Seventh Circuit reverses sentence based on insufficient evidence of “precrime” of attempted murder
The Seventh Circuit today in US v. England, No. 08-2440 (7th Cir. Feb. 13, 2009) (available here), suggests that we do not (yet) live in a Minority Report world in which special government agents can punish persons for crime they are predicted to commit. Specifically, the Seventh Circuit in England finds error in a district court’s decision to increase a defendant’s sentence significantly based on the “court’s belief that the defendant would have committed the crime” of attempted murder if given the opportunity to be free on bond. England, slip op. at 13. (emphasis in original).
The England opinion is fascinating for many reasons, and here is one particularly interesting passage discussing a sentencing judge’s discretion (with some cites omitted):
We grant sentencing courts discretion to draw conclusions about the testimony given and evidence introduced at sentencing. Yet, this discretion is neither boundless nor is the information upon which a sentencing court may rely beyond due process limitations. To the contrary, we recognize that due process requires that sentencing determinations be based on reliable evidence, not speculation or unfounded allegations. United States v. Santiago, 495 F.3d 820, 824 (7th Cir. 2007)see also United States v. Berry, 2009 WL 22890, at *8 (3d Cir. Jan. 6, 2009) (“A defendant cannot be deprived of liberty based upon mere speculation.”). Indeed, the Supreme Court has long recognized that “[n]o individual or body of men has a discretionary or arbitrary power to commit any person to prison.” Hurtado v. California, 110 U.S. 516, 537 (1884). If the district court relied on unreliable or inaccurate information in making its sentencing decision, we return the case to the district court for a new sentencing hearing.

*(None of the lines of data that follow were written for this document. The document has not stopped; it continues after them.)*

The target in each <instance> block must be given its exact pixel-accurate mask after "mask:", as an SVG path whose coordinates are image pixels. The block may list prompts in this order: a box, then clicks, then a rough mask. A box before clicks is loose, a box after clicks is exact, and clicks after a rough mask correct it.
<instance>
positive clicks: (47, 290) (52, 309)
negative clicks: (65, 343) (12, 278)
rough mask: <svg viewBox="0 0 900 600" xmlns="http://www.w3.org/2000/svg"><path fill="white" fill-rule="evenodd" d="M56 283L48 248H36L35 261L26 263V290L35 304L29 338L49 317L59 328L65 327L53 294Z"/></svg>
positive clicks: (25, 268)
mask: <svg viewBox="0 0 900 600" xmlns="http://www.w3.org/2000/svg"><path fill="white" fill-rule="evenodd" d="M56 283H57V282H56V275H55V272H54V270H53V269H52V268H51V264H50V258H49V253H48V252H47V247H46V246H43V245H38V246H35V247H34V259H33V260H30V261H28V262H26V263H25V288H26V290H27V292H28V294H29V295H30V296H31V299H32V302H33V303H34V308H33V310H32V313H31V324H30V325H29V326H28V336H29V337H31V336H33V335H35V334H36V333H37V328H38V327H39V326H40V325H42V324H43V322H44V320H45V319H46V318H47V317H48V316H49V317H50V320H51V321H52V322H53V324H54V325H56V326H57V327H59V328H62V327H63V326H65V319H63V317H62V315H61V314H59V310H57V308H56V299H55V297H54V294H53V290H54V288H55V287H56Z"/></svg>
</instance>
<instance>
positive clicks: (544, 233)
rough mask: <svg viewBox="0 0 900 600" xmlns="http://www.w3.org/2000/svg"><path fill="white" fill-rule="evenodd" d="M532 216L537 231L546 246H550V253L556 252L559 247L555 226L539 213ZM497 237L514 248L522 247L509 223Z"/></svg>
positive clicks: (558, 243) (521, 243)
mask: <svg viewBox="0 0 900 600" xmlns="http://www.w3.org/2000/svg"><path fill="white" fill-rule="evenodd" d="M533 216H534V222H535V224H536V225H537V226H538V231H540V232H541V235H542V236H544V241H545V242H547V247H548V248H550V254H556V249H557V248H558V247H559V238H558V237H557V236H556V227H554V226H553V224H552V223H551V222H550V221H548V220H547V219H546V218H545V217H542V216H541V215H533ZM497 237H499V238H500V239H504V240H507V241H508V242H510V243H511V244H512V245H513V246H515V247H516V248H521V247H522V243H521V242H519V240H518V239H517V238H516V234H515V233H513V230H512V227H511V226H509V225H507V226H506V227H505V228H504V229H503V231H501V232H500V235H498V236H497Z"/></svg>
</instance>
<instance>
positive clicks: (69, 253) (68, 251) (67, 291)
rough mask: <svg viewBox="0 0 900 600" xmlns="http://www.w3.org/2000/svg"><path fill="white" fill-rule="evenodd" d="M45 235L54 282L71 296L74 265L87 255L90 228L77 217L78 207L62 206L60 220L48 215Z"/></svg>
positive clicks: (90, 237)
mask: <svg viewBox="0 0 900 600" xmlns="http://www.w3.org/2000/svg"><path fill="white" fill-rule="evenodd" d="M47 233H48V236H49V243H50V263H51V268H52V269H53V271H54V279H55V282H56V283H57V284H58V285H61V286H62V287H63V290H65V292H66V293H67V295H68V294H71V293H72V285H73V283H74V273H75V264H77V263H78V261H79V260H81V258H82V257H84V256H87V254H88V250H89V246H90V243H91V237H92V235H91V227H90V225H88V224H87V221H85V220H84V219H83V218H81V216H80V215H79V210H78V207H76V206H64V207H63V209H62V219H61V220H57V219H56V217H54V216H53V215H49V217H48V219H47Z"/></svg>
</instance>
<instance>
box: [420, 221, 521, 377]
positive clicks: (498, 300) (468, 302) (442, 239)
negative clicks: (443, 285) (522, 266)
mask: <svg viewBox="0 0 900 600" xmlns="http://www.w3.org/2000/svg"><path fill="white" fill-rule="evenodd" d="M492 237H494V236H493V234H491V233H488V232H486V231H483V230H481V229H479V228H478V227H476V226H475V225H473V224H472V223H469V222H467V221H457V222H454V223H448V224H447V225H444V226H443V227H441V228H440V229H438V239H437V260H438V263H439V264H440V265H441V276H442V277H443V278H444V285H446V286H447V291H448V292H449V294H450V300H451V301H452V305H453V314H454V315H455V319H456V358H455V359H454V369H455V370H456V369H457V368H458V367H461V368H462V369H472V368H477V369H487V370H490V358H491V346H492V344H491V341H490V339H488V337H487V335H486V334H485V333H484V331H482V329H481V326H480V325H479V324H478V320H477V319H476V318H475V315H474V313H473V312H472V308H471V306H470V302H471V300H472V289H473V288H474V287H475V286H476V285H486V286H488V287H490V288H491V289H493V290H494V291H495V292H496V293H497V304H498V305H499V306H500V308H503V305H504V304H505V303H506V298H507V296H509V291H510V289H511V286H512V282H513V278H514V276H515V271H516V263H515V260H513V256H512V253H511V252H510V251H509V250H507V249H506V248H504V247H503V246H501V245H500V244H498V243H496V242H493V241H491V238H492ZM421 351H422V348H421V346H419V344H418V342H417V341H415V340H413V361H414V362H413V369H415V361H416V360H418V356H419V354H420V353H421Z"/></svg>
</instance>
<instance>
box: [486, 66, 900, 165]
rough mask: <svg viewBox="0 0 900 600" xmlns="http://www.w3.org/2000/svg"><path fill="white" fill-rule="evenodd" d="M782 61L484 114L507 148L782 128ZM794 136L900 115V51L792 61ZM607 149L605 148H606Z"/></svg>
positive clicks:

Interestingly (and somewhat disturbingly), though the Seventh Circuit reverses the sentence in this appeal, it hints that the real problem was just that the district court did not have enough evidentiary support for its conclusion that the defendant would have committed attempted murder. Consider how the England opinion ends:
[W]e respectfully — and with a degree of reluctance considering the district court’s diligence in attempting to arrive at the correct disposition in this matter — vacate England’s sentence and remand to the district court for resentencing….
In arriving at our decision, we want to underscore that we do not pass judgment on the reasonableness of the 210-month sentence imposed by the district court. As noted above, the able and experienced district court judge conducted a thorough and meaningful § 3553(a) analysis and the sentence that he imposed very well may be reasonable. The district court need not repeat this analysis at resentencing; it can adopt the § 3553(a) findings arrived at during the June 2, 2008 hearing. We only require that the district court make its sentencing determination without reliance on a finding that England would have attempted murder if out on bond unless further evidence is adduced which would justify such a conclusion.
So, by my reading, if the prosecution can come forward with more evidence to support the claim that the defendant here would have committed attempted murder, the Seventh Circuit would be fine with the sentence imposed. Perhaps some of those weird psychic precogs can come testify at the next sentencing hearing against the defendant to make sure he does not get away with his “precrime” of attempted murder.